Medical therapy is the main course of treatment in mesenchymal GI malignancies, particularly GISTs. However, Due to absence of KIT-mutations in LMS, tyrosine kinase inhibitors (TKI) are not effective in tumor treatment. Therefore, Surgery is considered as the gold standard treatment for LMS[18]. Since, there are only a few numbers of true LMS cases reported, no standard therapeutic strategy has been established. Radical excision is the most reasonable option since even with low-grade tumors recurrences occurred[19]. According to YTNM Lee et al., all cases of smooth muscle sarcomas, should undergo wide excisional surgery with 4 cm tumor margin involving mesentery[20].

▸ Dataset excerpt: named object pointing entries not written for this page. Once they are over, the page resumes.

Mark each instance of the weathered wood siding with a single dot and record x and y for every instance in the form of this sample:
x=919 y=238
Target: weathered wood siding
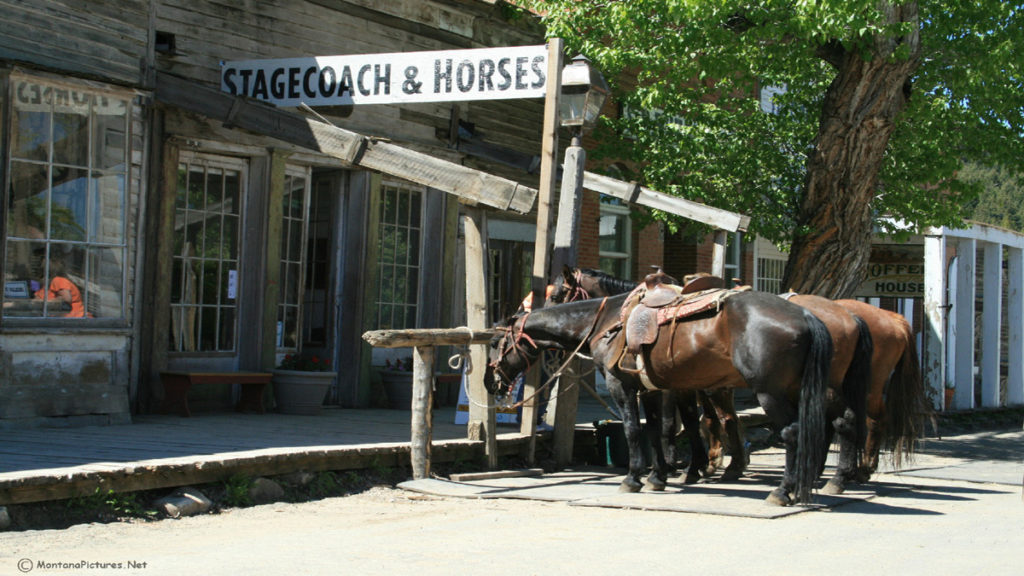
x=100 y=39
x=210 y=32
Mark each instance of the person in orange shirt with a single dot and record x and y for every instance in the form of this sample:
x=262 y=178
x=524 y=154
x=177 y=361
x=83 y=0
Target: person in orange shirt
x=62 y=290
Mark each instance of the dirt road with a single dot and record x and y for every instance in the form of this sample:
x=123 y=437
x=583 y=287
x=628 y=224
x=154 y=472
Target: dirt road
x=937 y=527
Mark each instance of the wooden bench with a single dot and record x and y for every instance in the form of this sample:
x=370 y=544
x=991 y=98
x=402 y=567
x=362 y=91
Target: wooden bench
x=176 y=385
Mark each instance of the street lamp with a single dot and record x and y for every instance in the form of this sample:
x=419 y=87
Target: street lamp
x=584 y=92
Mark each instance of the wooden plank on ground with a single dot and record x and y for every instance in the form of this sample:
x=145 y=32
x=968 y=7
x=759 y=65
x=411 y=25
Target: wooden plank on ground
x=472 y=186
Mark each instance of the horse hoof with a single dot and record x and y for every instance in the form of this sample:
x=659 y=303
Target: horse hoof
x=834 y=487
x=778 y=497
x=629 y=487
x=656 y=486
x=731 y=476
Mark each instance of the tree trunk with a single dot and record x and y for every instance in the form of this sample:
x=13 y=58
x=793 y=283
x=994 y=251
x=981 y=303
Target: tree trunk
x=832 y=246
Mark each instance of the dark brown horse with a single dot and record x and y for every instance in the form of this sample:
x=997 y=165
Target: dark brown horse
x=756 y=340
x=662 y=407
x=850 y=373
x=897 y=407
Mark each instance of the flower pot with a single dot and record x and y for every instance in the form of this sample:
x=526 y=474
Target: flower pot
x=446 y=391
x=398 y=387
x=301 y=393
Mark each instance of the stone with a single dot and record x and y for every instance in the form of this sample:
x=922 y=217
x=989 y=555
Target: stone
x=264 y=490
x=186 y=501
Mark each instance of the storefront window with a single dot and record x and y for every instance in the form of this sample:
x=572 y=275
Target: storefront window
x=293 y=240
x=399 y=255
x=613 y=241
x=205 y=274
x=67 y=204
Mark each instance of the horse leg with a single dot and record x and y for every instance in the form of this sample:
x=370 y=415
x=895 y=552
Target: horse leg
x=846 y=467
x=699 y=462
x=869 y=458
x=660 y=424
x=722 y=404
x=780 y=496
x=711 y=423
x=783 y=418
x=630 y=409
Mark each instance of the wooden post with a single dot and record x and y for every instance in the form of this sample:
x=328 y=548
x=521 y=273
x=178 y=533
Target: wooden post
x=482 y=422
x=565 y=394
x=1015 y=328
x=549 y=149
x=718 y=256
x=422 y=418
x=934 y=367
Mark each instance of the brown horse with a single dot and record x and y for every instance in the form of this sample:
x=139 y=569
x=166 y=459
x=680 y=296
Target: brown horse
x=850 y=373
x=662 y=406
x=753 y=339
x=897 y=406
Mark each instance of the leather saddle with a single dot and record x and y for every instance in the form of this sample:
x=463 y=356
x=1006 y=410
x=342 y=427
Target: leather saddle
x=656 y=301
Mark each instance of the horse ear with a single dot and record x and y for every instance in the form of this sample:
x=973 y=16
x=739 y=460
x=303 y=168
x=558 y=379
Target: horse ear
x=568 y=275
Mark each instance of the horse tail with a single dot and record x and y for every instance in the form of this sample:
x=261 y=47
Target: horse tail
x=906 y=405
x=811 y=448
x=857 y=381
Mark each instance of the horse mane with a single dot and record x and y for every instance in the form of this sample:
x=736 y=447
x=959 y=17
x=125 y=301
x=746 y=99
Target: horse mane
x=609 y=283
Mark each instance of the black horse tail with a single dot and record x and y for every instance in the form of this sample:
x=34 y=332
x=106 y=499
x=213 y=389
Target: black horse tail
x=906 y=405
x=857 y=381
x=811 y=446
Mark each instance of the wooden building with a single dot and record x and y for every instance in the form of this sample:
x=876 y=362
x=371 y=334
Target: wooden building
x=193 y=231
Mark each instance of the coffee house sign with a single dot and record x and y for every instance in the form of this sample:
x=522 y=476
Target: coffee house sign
x=895 y=272
x=517 y=72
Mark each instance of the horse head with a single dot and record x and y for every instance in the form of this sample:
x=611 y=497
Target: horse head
x=510 y=354
x=568 y=287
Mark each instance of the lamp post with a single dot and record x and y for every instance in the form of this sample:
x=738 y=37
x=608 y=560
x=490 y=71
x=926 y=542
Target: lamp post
x=583 y=95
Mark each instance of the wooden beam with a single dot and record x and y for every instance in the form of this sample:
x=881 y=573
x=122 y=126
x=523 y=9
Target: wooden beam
x=472 y=186
x=630 y=192
x=422 y=417
x=482 y=422
x=428 y=336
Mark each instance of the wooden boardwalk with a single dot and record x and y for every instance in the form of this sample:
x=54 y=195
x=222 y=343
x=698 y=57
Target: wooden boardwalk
x=162 y=451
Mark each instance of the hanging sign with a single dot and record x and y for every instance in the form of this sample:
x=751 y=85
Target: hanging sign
x=517 y=72
x=894 y=272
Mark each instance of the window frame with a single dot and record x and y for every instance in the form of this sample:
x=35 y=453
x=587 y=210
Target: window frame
x=241 y=167
x=408 y=189
x=96 y=173
x=626 y=254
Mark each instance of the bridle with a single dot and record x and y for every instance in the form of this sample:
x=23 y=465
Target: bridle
x=577 y=292
x=513 y=341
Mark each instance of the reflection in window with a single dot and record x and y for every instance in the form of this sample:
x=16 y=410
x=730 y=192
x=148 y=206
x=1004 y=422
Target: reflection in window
x=205 y=271
x=398 y=256
x=292 y=242
x=613 y=241
x=66 y=205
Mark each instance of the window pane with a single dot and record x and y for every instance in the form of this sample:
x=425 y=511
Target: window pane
x=69 y=204
x=111 y=146
x=109 y=209
x=27 y=207
x=31 y=133
x=66 y=203
x=71 y=137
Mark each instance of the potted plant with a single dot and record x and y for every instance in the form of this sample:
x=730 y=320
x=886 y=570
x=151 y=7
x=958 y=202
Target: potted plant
x=301 y=382
x=396 y=376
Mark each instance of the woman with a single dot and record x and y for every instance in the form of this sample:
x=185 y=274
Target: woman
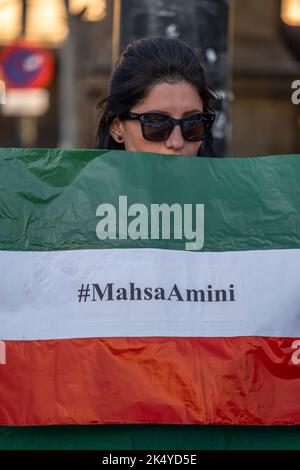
x=158 y=101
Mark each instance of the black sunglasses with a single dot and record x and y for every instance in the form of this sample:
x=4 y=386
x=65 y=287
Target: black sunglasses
x=157 y=127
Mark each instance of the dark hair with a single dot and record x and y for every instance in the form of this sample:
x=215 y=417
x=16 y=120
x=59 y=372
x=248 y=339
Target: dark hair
x=143 y=64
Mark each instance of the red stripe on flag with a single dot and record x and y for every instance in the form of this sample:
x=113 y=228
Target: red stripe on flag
x=241 y=380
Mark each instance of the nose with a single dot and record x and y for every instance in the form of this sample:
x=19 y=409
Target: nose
x=175 y=140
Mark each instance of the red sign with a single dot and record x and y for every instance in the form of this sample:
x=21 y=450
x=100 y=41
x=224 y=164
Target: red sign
x=25 y=65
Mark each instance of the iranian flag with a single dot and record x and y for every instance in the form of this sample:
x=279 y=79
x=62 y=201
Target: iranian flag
x=142 y=288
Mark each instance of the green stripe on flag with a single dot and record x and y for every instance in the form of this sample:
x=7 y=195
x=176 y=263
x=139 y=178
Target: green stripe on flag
x=48 y=198
x=148 y=437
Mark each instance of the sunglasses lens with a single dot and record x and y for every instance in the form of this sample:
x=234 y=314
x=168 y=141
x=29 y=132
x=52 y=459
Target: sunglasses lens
x=156 y=128
x=193 y=129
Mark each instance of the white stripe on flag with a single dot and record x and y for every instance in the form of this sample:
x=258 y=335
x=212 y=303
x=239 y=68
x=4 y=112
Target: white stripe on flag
x=57 y=294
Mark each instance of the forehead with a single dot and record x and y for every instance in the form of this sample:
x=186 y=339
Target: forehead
x=175 y=98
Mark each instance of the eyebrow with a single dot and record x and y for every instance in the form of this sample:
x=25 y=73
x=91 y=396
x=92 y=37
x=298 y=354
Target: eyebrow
x=168 y=114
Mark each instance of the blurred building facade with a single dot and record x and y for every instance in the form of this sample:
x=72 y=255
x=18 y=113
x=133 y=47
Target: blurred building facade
x=263 y=119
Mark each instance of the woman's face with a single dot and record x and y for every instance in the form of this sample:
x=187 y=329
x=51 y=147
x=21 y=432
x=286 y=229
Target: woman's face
x=176 y=100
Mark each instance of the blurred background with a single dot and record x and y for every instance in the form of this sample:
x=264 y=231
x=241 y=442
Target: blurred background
x=56 y=57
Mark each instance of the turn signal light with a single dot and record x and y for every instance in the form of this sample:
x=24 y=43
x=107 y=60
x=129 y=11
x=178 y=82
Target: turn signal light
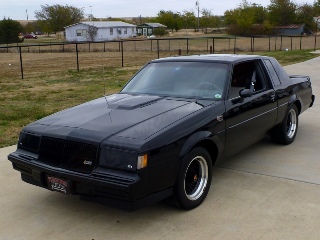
x=142 y=161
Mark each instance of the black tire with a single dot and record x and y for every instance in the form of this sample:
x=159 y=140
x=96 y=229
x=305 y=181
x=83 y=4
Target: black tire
x=287 y=131
x=194 y=179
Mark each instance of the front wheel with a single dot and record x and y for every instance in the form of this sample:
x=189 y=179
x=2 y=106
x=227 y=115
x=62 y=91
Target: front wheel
x=194 y=179
x=287 y=131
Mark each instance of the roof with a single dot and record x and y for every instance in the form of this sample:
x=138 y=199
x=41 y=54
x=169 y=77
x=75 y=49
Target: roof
x=154 y=25
x=105 y=24
x=211 y=58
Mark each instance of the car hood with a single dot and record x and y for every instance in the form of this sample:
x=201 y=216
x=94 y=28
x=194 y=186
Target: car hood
x=123 y=115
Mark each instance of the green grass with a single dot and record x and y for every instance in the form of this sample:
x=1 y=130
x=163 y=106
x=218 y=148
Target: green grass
x=24 y=101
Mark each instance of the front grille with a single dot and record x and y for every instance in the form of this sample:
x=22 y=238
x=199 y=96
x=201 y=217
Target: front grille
x=68 y=155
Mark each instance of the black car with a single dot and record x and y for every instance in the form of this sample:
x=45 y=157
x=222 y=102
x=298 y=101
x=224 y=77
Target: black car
x=161 y=134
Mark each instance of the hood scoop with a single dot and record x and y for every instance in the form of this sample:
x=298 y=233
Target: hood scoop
x=134 y=102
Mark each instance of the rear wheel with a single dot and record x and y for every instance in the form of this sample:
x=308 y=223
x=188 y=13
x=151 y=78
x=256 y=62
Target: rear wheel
x=194 y=179
x=287 y=131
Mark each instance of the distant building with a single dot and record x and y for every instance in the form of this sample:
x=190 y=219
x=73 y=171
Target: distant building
x=290 y=30
x=148 y=29
x=104 y=31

Although lymph node involvement is very uncommon in LMS, lymph node dissection is recommended due to its highly invasive nature[3, 15]. Anthracyclines, first-line conventional chemotherapy regimen for soft tissue sarcomas, have minimal to no effect on LMS. A multi-drug regimen of Doxorubicin plus dacarbazine may have some clinical response in treatment. In conclusion, Adjuvant chemotherapy is unnecessary when tumors are completely resected. [18]. However, neoadjuvant chemotherapy may decrease the risk of local recurrence in some cases of rectal sarcomas[21]. Furthermore, radiotherapy is completely unbeneficial since LMS is highly radio-resistant[22].